In truth, I'd like to remove these lines. I can't really figure out why they are needed. The only guess I have is that perhaps there is some boundary issue that this is masking. However, to the point, there is no reason to add these with the full size of the existing bank. Since the information added is meaningless, it ends up being a waste of memory. Putting it at 2 was simply a lazy way to force the correct dimensions.
| parser.add_argument('--tau0-cutoff-frequency', type=float, default=15.0) | ||
| parser.add_argument('--nprocesses', type=int, default=1, | ||
| help='Number of processes to use for waveform generation parallelization. If not given then only a single core will be used.') | ||
| parser.add_argument('--parallel-check', action='store_true', help="Do bank checking parallel, note that this means that proposals WILL NOT be checked against each other.") |
There was a problem hiding this comment.
Could this line be wrapped to match maximum line length requirements?
| if hp.checked or force_add: | ||
| num_added += 1 | ||
| self.insert(hp) | ||
| self.insert(hp) |
| logging.info("Waveform generation failed!") | ||
| continue | ||
|
|
||
|
@GarethCabournDavies I'll address the style issues before merging. |
Standard information about the request
This is a feature update for pycbc brute bank.

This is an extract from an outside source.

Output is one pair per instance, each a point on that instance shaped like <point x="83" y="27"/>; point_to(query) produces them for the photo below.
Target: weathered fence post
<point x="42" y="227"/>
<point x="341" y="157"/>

This affects bank generation, so could affect use in all searches, though only indirectly.
Motivation
The main motivation is to improve the computational (both wall clock time and memory use) of pycbc_brute_bank.
Contents
There are three features changes.
The options to do match calculations / proposal point checking in parallel. This does affect the behavior and is not an entirely drop-in option. It enables parallelization by assuming that proposals do not need to be checked against each other. That means if two proposals were identical points, they would both end up getting added to the bank, since no check between them is done. However, I believe that in most cases, this not really a problem. Without this option, requesting multiple cores will only parallelize bank generation as is currently the case. It think that is the safest default for the general case.
Option to limit the amount of store information on the inter-bank matches. (through option --max-connections XX). By default this is set to infinite which matches the old behavior. If set to some number, only the most important matches are actually stored for each template (in the way we do things these are actually the 'low' matches). This means that if you get a particularly large bank, you can avoid being dominated in memory usage by the connections themselves instead of the cached waveforms. There are cases, where this can result in 5-10x memory reduction (again only for a large bank region) without noticeable change to result bank size. It could potentially increase the number of matches required though if set too small.
The option to save the bank even with an early termination. If you send a sigterm or ctrl-c (interrupt) signal to the job, it will now try to intercept this and do an emergency save of the bank.
Links to any issues or associated PRs
This should be merged first #5227
Testing performed
I've verified that by default banks are not modified. The defaults resort to the old behavior.